• Four people and the words, Extension Matters.

New Way to Farm

A man and woman standing in a grassy field in front of cattle.
The Hurts are invested in making the most of their land and cattle.

Couple uses regenerative agriculture principles to raise cattle

Story by Leah Barbour • Photos by Kevin Hudson

A couple standing in a grassy field with arms around each other.
Katie and Cooper Hurst, cattle ranchers
in Wilkinson County

It takes a different mindset, a different approach, and different tactics. But regenerative agriculture can work, and it’s working really well at Hunt Hill Cattle Company.

Cooper and Katie Hurst, originally from Baton Rouge, Louisiana, started buying cattle for southwest Mississippi pastures in Wilkinson County back in 1995.

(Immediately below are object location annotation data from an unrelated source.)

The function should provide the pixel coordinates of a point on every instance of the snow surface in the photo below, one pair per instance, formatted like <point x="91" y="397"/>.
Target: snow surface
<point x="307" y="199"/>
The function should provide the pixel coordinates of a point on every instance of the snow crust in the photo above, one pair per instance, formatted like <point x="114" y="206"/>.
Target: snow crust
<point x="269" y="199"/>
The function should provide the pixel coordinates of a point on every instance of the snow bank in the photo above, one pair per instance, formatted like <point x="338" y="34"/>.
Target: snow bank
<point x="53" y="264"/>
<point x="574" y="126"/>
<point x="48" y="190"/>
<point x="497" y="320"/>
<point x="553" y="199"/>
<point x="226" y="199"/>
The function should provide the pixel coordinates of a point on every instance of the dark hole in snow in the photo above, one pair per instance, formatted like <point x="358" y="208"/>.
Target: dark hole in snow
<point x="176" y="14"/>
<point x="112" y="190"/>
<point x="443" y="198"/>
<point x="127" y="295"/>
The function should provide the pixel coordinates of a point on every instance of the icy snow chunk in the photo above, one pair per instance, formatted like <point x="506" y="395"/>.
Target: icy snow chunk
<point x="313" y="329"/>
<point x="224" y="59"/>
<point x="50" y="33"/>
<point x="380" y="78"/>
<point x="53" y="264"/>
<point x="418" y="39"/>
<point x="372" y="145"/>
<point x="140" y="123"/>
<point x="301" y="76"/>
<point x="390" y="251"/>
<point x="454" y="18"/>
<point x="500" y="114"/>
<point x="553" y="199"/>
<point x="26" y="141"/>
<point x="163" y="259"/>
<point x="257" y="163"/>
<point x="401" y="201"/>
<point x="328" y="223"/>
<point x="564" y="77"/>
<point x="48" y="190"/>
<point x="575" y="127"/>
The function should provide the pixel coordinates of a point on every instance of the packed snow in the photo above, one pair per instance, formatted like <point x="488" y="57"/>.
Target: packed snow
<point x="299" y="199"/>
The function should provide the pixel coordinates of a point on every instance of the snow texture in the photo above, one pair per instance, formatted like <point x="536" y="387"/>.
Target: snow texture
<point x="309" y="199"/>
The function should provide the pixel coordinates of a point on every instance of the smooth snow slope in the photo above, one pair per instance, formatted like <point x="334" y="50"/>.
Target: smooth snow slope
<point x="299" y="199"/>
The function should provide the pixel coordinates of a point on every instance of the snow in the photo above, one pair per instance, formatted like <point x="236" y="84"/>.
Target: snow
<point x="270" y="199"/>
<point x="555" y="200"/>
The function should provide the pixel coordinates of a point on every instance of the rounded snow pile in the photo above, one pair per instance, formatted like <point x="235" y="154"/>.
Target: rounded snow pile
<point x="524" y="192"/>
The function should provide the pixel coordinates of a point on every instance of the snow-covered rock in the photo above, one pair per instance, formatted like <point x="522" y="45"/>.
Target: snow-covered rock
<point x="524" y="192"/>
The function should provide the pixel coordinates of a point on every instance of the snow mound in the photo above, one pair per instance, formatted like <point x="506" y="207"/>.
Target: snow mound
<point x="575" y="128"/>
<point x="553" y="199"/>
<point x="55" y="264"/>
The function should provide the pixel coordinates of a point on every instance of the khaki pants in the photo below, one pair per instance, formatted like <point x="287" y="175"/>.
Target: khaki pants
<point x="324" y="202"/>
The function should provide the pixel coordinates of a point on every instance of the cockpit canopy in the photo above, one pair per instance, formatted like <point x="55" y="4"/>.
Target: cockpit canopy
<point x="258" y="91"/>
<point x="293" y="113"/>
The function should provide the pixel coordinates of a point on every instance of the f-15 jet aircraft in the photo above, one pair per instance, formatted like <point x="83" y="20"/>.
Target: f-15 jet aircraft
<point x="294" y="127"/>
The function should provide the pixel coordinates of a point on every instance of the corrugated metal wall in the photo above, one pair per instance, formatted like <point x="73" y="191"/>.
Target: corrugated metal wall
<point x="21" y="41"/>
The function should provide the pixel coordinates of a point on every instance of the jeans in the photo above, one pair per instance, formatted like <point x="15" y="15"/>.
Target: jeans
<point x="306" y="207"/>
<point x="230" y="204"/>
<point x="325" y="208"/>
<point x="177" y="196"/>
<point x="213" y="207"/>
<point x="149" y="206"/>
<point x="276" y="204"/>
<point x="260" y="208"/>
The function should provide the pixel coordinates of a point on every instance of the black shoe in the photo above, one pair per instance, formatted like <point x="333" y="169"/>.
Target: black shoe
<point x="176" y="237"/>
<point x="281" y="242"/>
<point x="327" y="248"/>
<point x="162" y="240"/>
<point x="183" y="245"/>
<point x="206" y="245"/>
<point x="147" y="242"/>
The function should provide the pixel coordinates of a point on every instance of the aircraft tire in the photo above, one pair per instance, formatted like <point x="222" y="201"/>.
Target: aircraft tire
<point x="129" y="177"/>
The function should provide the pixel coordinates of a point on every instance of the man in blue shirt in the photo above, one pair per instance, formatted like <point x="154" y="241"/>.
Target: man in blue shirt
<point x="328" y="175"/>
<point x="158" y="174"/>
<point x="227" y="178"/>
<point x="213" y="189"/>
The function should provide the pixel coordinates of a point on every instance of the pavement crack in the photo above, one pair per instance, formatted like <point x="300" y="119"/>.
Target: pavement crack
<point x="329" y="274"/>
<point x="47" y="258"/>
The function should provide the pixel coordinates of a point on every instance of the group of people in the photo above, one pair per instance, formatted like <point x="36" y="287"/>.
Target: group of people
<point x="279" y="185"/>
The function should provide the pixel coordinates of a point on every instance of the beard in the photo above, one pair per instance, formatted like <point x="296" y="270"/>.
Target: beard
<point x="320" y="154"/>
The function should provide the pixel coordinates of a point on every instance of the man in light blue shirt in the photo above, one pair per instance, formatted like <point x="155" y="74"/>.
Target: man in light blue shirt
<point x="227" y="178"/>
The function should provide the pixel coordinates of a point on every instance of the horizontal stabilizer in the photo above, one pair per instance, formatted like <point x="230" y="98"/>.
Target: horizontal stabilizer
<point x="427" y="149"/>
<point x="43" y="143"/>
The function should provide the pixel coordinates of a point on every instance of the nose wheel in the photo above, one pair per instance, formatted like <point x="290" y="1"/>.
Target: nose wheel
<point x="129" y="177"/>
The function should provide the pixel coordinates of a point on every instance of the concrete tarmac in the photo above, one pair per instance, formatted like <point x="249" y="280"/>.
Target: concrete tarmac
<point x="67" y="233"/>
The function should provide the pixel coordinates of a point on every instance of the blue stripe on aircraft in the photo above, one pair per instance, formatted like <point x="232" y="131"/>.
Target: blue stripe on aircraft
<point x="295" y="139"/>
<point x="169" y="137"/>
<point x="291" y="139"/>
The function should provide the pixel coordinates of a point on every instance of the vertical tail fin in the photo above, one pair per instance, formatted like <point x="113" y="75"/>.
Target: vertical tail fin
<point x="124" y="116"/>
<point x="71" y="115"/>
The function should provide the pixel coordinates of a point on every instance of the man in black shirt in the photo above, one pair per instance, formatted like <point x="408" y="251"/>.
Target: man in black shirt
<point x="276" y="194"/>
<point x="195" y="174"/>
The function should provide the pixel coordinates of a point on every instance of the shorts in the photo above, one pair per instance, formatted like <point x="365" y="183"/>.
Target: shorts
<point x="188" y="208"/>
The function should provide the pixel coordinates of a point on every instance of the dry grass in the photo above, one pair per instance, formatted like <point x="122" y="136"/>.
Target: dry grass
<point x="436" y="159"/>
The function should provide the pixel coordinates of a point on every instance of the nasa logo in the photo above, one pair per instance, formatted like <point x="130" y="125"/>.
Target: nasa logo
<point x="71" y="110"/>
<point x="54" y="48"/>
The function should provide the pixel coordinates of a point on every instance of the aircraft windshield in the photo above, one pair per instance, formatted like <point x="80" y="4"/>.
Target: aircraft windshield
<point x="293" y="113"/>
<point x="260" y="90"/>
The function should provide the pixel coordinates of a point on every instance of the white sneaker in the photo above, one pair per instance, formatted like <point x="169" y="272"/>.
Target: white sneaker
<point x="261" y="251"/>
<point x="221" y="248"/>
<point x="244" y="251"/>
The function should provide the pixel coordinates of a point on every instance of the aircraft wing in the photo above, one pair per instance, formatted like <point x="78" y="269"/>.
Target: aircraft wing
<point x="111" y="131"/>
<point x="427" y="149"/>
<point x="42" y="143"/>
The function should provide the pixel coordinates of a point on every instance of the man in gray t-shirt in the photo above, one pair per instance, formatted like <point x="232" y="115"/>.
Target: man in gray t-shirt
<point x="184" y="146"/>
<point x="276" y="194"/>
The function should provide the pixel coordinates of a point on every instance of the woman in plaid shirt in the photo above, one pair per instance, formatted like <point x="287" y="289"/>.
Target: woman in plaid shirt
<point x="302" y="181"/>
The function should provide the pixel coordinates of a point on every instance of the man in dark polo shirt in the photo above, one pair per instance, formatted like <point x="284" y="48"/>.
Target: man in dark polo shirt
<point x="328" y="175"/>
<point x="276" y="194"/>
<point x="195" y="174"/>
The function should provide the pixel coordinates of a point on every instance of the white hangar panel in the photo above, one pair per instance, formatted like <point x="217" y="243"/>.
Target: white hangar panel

Starting with 20 cows and 650 acres, their cow-calf operation has increased in head and acres. They moved to Woodville full time in 2004.

“We have enough to keep us busy,” Cooper laughs. “As we rotated the cattle, the more and more grass we grew. We got into high-density grazing about 10 or 11 years ago, where we graze cattle in a smaller area for a shorter amount of time but with a longer rest and recovery.

“Amazing things began to happen with the grazing—for the cattle’s nutritional health and for the soil.”

Their operation truly is a business, he adds, and profit considerations kept him and his wife continuing to learn more about how to produce the best cattle with the least environmental impact. They attended Mississippi State University Extension Service cattle workshops to improve their knowledge on a range of cattle-related topics, especially cattle stocking and forages.

About 8 years ago, Katie continues, the couple started learning about regenerative agriculture.

“It’s a mindset change, and we didn’t have to go out and spend money on it,” she says. “We learned about the soil health principles, and it’s improved the forage, the soil, the bug life, the bird life, all the interconnected wildlife habitat—and reduced input costs.”

The Hursts plant a wide variety of cover crops, but they don’t till, spray, or use commercial fertilizer, says Lionel Brown, Extension agent in Wilkinson County. The Hursts are farming the way they want to, and it’s working well for them.

We learned about the soil health principles, and it’s improved the forage, the soil, the bug life, the bird life, all the interconnected wildlife habitat—and reduced input costs.

— Katie Hurst

“Mr. Cooper is so scientific with his approach; it’s neat knowing about the soil and how to keep it healthy, not just with cover crops but with a whole lot of things,” he says. “If you’re going to grow cows, you’re going to be a grass-grower first. That’s the Hursts’ deal with regenerative farming: they are stewards of the land, maximizing what they have.”

Even when clients get soil tests and follow Extension’s recommendations to select the best forages, the process of maximizing the use of the land does take time. Being a successful producer requires knowledge, and the Hursts have learned quite a lot, Brown emphasizes.

“Mr. Cooper is a mentor, and I’ve learned a lot from him—he’ll tell you what he did and how it works for him,” Brown explains. “He just tells his story of trial and error and what works.”

Cattle grazing in a large green field behind a blue pond.
Grazing cattle

Whether they’re controlling weeds to get more good grass for their cattle, planting forages that maximize the use of the land, or working to enhance their soil, the Hursts are invested in making the most of their land and cattle, while preserving the beautiful Wilkinson County acres for years to come.

“They’re trying to reduce the carbon footprint right here in this county,” Brown says. “There are so many different types of operations, but this works for them. It’s nice to see this diverse approach to the cattle business.”